額の高さの開口部は背伸びしても満足に覗くことはできないが、周辺に建つ城塔の先端が見えた。どうやら随分と高い場所にいるようだ。フーリンが万全であれば壁を破壊して飛んでいくだけなのだが。
「なぁ、空にある俺達の荷物はどうなった」
「心身の衰弱で〝手〟が不自由なので、現時点では感知できません。普段は常に頭の直上に来るように動かしていますが、今は恐らく蔓の神官と戦った場所の上空でしょう。それか――」
「なんだ」
「荷物を保持している風の箱には、半日毎に法力を加えて強度を維持しています。そうしないと箱は制御を失ってしまう。最後に加えたのが、確か……エイルーシャと別れる少し前です」
「蔓の化物にやられてから何時間経ったのかも分からないからな。今頃は落っこちてるかもって訳だ」
鼻を鳴らすダインをよそに、フーリンは自分の髪を口で咥えはじめた。
「……そんなに腹が減ったのか」
「違います!」
しばらく見守っていると、髪が抜けたにしては大袈裟な音が聞こえた。フーリンが唇に挟んでいる銀色の細糸は毛髪に似るが、人工的な鈍い光を宿している。静かに息を吹くと頼りなくも正確に風にのり、鉄扉のノブに絡みつく。もう一方の端が鉄格子の一本に巻かれていくと、細糸は室内を縦断するように張り詰めたのだった。
「張った糸で錠を擦ってください。時間は掛かるでしょうが、断ち切れる筈です」
「これは何なんだ」
「元々はただの糸です。どこぞの問題児を少しでも女らしくすべく腐心していた優しい神様が、院に住まうお婆さんから譲り受けるまではね」
「裁縫ぐらい覚えろってか」
「ええ、嬉しかったですよ。神器と化した糸は金属にも勝ると知ったときは、よく悪戯に使ったものです」
「泣ける話だ」
張り詰めた糸に手枷を擦りつけると、確かに削れていく手応えがある。
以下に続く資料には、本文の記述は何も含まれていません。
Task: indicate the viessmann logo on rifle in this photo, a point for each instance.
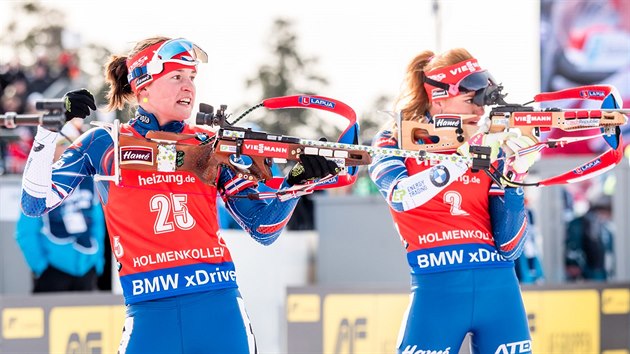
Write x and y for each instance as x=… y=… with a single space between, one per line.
x=268 y=149
x=136 y=155
x=447 y=122
x=533 y=118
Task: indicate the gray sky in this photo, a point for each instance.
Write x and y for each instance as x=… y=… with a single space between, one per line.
x=363 y=49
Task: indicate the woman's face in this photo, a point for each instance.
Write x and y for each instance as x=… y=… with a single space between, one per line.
x=461 y=104
x=171 y=97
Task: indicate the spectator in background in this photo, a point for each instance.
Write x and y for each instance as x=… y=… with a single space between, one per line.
x=589 y=253
x=65 y=248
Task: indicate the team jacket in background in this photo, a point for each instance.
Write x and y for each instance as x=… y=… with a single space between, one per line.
x=450 y=218
x=163 y=225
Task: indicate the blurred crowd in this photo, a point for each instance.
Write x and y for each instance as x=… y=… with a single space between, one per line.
x=20 y=87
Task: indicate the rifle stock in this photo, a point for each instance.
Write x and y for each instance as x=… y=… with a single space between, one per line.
x=529 y=121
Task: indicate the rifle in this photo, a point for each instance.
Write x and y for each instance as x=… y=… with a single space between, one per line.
x=251 y=153
x=448 y=132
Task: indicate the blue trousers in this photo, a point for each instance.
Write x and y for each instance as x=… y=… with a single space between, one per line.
x=445 y=306
x=208 y=322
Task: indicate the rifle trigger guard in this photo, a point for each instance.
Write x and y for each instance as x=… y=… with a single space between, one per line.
x=239 y=147
x=241 y=162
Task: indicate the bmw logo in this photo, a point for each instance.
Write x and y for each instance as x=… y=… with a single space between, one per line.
x=439 y=176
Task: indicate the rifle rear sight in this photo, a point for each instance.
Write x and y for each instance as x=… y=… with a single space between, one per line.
x=206 y=116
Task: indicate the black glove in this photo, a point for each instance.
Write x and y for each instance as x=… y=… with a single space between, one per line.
x=78 y=103
x=311 y=167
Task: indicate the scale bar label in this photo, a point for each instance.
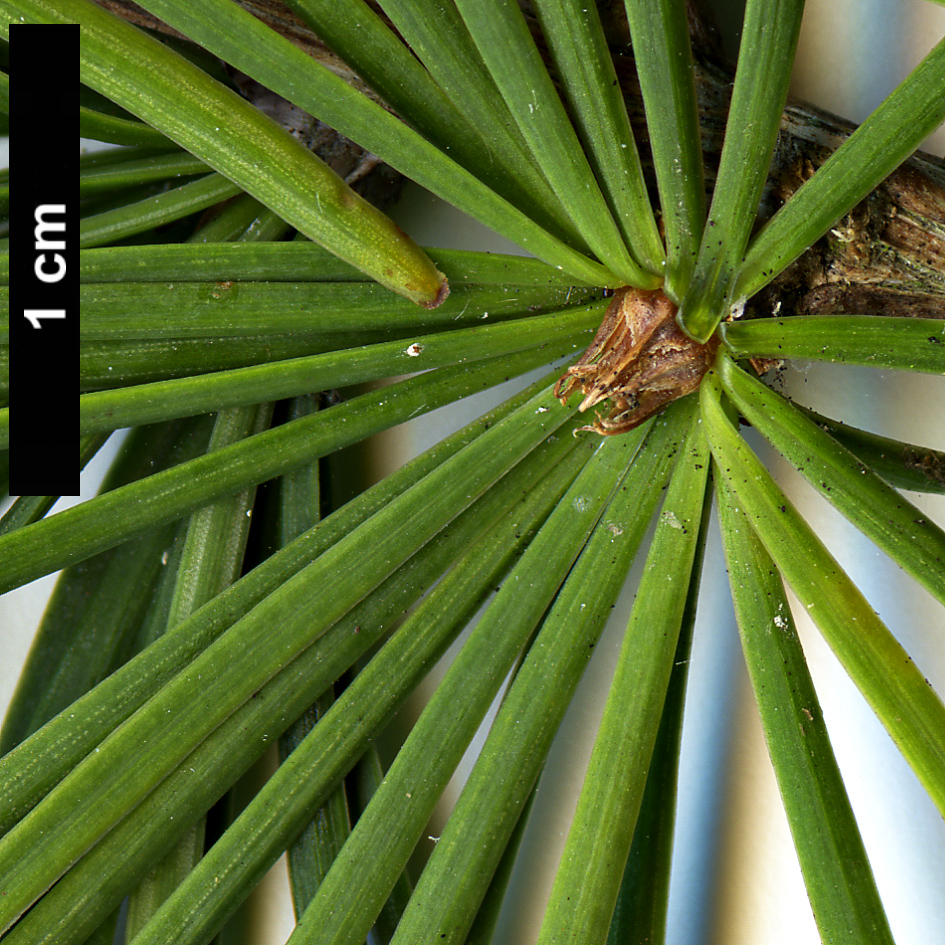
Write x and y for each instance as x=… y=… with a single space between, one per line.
x=44 y=259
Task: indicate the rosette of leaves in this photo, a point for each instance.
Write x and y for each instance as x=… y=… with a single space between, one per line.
x=179 y=643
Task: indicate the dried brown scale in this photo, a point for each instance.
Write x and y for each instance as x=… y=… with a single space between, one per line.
x=640 y=360
x=886 y=257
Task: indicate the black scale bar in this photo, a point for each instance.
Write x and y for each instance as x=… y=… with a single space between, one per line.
x=44 y=260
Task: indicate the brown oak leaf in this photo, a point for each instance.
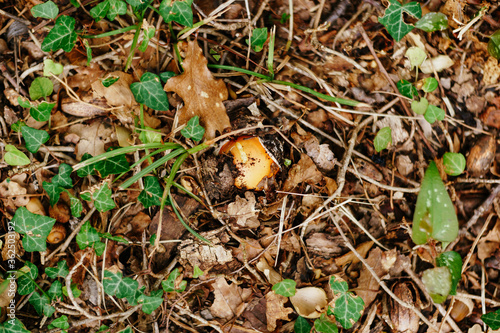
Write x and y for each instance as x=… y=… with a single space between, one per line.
x=202 y=94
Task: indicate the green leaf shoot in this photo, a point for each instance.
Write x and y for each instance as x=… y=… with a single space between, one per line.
x=152 y=192
x=258 y=39
x=35 y=229
x=383 y=139
x=434 y=113
x=420 y=107
x=193 y=129
x=34 y=138
x=393 y=19
x=434 y=215
x=15 y=157
x=150 y=92
x=433 y=22
x=285 y=288
x=47 y=10
x=40 y=87
x=437 y=281
x=62 y=36
x=453 y=261
x=454 y=163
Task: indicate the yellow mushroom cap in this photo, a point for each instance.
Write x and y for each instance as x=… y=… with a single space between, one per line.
x=251 y=159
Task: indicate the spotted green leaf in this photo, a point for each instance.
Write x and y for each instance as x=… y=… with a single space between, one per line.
x=193 y=129
x=393 y=19
x=432 y=22
x=41 y=87
x=35 y=229
x=152 y=192
x=45 y=10
x=60 y=271
x=259 y=37
x=178 y=11
x=348 y=306
x=62 y=35
x=434 y=113
x=34 y=138
x=407 y=89
x=26 y=280
x=434 y=215
x=285 y=288
x=454 y=163
x=150 y=92
x=383 y=139
x=15 y=157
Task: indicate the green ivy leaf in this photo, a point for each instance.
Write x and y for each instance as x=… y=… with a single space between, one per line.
x=100 y=11
x=435 y=216
x=433 y=22
x=62 y=36
x=102 y=199
x=35 y=229
x=60 y=271
x=285 y=288
x=15 y=157
x=407 y=89
x=430 y=84
x=454 y=163
x=193 y=129
x=437 y=281
x=108 y=82
x=419 y=107
x=41 y=87
x=348 y=307
x=416 y=56
x=492 y=319
x=150 y=92
x=178 y=11
x=393 y=19
x=55 y=290
x=26 y=281
x=34 y=138
x=259 y=37
x=453 y=261
x=116 y=7
x=41 y=303
x=50 y=67
x=325 y=325
x=169 y=285
x=112 y=166
x=61 y=322
x=494 y=45
x=150 y=303
x=45 y=10
x=434 y=113
x=53 y=191
x=42 y=111
x=152 y=193
x=383 y=139
x=301 y=325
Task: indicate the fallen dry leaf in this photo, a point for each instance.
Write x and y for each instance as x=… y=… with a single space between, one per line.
x=229 y=299
x=275 y=309
x=202 y=94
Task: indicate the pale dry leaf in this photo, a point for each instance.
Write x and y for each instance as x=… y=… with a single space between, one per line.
x=229 y=299
x=244 y=211
x=275 y=309
x=202 y=94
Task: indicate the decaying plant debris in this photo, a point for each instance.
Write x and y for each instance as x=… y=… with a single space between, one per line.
x=346 y=107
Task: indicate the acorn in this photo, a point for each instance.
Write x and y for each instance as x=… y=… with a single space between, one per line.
x=57 y=234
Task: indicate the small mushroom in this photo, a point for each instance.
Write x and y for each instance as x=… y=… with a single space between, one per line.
x=57 y=234
x=253 y=161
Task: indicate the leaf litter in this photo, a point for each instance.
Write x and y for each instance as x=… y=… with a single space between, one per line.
x=183 y=84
かなり頑丈な代物に違いないが、どんどん摩滅していく。うっかりすると手首を切ってしまいそうで注意が必要だ。
慎重に作業を進め、ものの五分程度で手が自由になった。その間にも、フーリンは虚ろな目になっていく。
「……おい、大丈夫か」
「私は平気です。それより早く拘束を」
自分が眠らないために、また、フーリンが眠ったら危ない状態に思え、無理に喋った。
「怪我の具合はどうなんだ」
「四肢に感覚がありません。美しい顔にも傷が……」
暗がりに目をこらすと、頬や額に深浅不明な切り傷がおおい。「よくその程度で済んだな」と平静を装っても、頭の血が沸き上がる。
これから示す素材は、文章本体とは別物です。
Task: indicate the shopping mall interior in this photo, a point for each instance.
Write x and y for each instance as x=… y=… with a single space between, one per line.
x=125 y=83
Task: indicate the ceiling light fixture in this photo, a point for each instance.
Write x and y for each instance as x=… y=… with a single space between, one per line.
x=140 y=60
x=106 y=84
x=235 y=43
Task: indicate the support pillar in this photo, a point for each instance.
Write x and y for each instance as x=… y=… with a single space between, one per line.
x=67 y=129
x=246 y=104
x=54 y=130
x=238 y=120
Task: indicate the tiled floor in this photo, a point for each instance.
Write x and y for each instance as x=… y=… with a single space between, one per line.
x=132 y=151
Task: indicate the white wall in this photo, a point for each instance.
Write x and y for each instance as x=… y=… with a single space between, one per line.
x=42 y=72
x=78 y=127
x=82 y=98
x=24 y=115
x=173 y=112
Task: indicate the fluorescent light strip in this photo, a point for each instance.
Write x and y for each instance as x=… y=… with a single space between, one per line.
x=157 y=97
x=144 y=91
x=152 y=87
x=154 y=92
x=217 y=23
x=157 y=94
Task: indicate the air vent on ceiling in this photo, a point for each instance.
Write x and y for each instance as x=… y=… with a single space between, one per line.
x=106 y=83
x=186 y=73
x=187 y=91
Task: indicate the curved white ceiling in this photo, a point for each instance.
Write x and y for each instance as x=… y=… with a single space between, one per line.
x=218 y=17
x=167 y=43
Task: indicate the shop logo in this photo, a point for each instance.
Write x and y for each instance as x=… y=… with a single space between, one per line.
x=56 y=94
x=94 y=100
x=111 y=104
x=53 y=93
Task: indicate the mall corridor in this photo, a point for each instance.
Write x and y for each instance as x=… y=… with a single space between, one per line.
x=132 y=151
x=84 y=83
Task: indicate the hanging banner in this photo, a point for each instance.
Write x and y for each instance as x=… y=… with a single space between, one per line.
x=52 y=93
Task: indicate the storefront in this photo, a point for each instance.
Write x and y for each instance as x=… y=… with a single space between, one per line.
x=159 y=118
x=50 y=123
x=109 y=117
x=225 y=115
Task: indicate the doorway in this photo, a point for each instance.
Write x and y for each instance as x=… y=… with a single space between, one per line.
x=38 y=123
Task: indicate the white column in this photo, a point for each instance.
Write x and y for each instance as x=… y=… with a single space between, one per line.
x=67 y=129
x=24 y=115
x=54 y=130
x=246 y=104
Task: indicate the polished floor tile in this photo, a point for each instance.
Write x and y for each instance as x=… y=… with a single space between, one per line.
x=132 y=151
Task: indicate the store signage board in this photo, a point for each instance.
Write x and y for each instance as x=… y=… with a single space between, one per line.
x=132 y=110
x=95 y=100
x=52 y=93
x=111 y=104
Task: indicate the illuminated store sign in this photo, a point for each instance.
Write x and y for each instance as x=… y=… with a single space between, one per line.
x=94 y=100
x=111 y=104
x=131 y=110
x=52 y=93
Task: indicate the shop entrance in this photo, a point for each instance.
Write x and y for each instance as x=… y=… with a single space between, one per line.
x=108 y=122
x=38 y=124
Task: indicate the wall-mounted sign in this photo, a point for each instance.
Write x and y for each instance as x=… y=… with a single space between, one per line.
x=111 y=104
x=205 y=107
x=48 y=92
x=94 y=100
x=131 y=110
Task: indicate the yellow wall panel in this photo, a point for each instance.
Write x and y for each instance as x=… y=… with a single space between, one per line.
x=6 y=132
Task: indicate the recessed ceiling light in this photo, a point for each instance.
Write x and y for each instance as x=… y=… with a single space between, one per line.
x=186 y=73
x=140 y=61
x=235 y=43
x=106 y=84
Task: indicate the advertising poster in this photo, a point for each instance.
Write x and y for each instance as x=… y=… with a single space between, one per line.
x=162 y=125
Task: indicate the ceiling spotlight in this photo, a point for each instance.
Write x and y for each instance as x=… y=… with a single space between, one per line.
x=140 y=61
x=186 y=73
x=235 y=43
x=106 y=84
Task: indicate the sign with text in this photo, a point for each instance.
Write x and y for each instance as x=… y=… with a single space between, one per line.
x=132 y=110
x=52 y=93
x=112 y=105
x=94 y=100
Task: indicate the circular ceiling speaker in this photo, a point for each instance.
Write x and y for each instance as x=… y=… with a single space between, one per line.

「水から出された後は、どうにか風のクッションが使えましたからね。意識は朦朧としていましたが、ダインさんの剣だけは空に逃がしましたよ。……やるものでしょう」
「お前……。そうだったのか」
その気まわしがなければ、もっと軽傷で済んだに違いなかった。
フーリンを叱咤した手前、敵にあっさりと敗北したことへの自責の念をぐっとこらえる。今は脱出に専念しようと、背中を床につけて足枷の切断にかかった。余計なことは考えず、無心に脚を上下させた。
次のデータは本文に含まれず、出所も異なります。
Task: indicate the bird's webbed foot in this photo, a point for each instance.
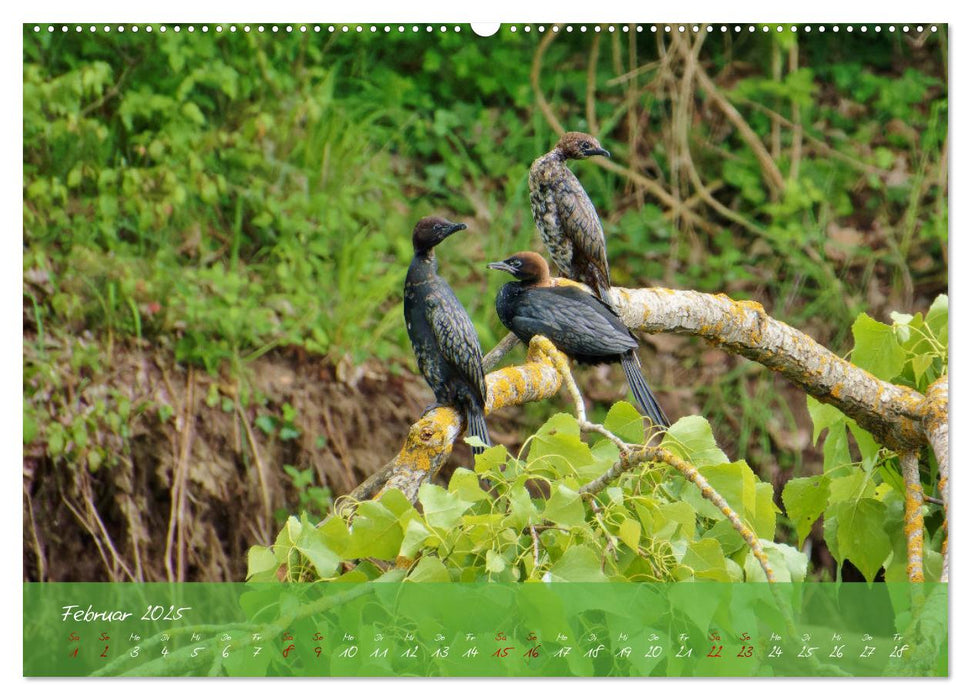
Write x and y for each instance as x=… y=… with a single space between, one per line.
x=431 y=407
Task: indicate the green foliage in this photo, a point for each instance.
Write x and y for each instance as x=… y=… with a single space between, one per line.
x=523 y=519
x=860 y=493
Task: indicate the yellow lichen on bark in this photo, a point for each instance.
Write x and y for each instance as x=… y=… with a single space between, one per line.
x=429 y=441
x=913 y=517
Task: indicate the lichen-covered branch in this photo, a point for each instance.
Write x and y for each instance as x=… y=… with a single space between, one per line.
x=913 y=517
x=900 y=418
x=892 y=413
x=430 y=440
x=935 y=425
ただでさえ腹筋への負担が大きい運動なうえ、動く度に全身の傷が痛むので多大な労力を要する。ようやく足が自由になる頃には汗だくになっていた。
「くそっ、たまらねぇや。待ってろ、そっちの枷も今から……」
動けぬフーリンを背負い、糸まで枷を持って行く。酷く難儀な作業であり、一度の摩擦を与えるにも相当な労力を強いられた。
「苦労をかけますね」
「今さらだ」
やっとのことでフーリンも自由にしたときには、二人とも息があがりきっていた。しかし休んでいる暇はない。
「待ってろ。この忌々しい鉄格子を破ってやるからな。こんな所はとっとと抜けよう」
勢い込んでみたものの、重要なことを失念していた。
格子を切るには糸を左右に引く必要がある。枷の場合と違い、糸に切られる形ではなく、ダインが用いる糸でもって切るのである。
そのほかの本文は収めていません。